L’art a souvent traité le mythe de la montagne, objet de fascination pour les peintres durant des siècles. Dans l’œuvre de Peter Stoffel, l’essentiel n’est cependant pas cette dimension mythique, quoiqu’elle puisse sans aucun doute émaner encore de la montagne : ce qui l’intéresse plutôt, c’est la structure et la matérialité de la montagne. Si cet artiste avait le pouvoir de soulever un peu une montagne pour se glisser dessous et s’enfoncer dans la masse géologique, il le ferait. « L’essentiel n’est pas à la surface, mais on ne voit que la surface. Je voudrais pouvoir regarder les montagnes par en dessous1. » Ce désir non satisfait révèle l’aspiration d’un esprit autant poétique que scientifique vers un espace inconnu, vers la tache blanche sur la carte, qu’il explore dans sa peinture. Ses créations ressemblent au travail d’un géologue occupé à l’étude de la structure et de la composition de la Terre et des processus qui lui donnent sa forme. L’artiste, visuellement, s’approche à tâtons de ces énergies et de ces forces invisibles, pour ensuite transposer picturalement les différentes structures et les différents éléments qui caractérisent le paysage.
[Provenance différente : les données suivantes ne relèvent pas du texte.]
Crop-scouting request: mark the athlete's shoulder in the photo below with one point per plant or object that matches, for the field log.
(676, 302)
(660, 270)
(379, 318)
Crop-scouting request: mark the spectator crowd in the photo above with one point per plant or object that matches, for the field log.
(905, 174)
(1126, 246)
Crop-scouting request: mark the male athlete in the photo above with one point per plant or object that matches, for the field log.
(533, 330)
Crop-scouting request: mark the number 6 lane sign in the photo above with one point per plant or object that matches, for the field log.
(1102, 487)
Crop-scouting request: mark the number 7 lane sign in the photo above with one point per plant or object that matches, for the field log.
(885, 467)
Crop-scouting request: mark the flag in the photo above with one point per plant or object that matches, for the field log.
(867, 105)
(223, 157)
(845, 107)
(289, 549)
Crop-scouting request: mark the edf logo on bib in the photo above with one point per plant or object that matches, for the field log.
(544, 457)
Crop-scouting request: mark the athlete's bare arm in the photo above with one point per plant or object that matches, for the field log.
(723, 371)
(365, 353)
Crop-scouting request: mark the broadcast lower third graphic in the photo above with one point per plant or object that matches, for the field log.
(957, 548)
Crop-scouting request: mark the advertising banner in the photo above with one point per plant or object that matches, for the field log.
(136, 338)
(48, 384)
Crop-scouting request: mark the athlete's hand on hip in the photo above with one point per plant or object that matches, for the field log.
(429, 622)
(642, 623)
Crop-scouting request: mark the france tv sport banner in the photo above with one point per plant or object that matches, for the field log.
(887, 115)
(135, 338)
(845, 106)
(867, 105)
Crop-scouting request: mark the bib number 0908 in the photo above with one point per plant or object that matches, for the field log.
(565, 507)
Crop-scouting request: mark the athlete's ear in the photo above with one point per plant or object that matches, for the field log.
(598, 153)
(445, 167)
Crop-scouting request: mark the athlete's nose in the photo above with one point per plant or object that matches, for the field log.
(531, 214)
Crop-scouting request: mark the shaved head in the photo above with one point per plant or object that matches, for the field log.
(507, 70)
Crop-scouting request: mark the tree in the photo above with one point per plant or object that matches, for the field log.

Aujourd’hui encore, dans son atelier genevois, à 360 kilomètres de distance, ses recherches sur la forme picturale et sur le fond partent des souvenirs du paysage d’Appenzell, dont il a fait tôt l’expérience marquante. « Je pense en montagnes ... Les montagnes de mon enfance ont grandi dans ma tête, elles y ont déposé des sédiments, laissé des cônes de déjection, élevé des sommets ... Depuis ma naissance à Appenzell, la nature, le paysage et leurs éléments m’ont toujours accompagné. Le massif de l’Alpstein, par sa clarté bien proportionnée, m’a montré ce que sont l’érosion, les cônes de déjection, les moraines latérales, m’a fait comprendre en images les plissements des roches, les inclusions de quartz, les lentilles de fœhn et les dépôts de sédiments2. » Si l’on pouvait aplatir le petit massif montagneux de l’Alpstein, c’est-à-dire le pays d’Appenzell, on obtiendrait une image qui, par la fragmentation de ses structures et par la vue sur les couches géologiques extérieures et les tensions intérieures, ressemblerait à l’essence d’un tableau de Peter Stoffel. Pour lui, le paysage et la nature sont contemplation et explication. Dans sa peinture, il aborde consciemment le paysage pour s’en libérer ensuite dans le processus d’appropriation.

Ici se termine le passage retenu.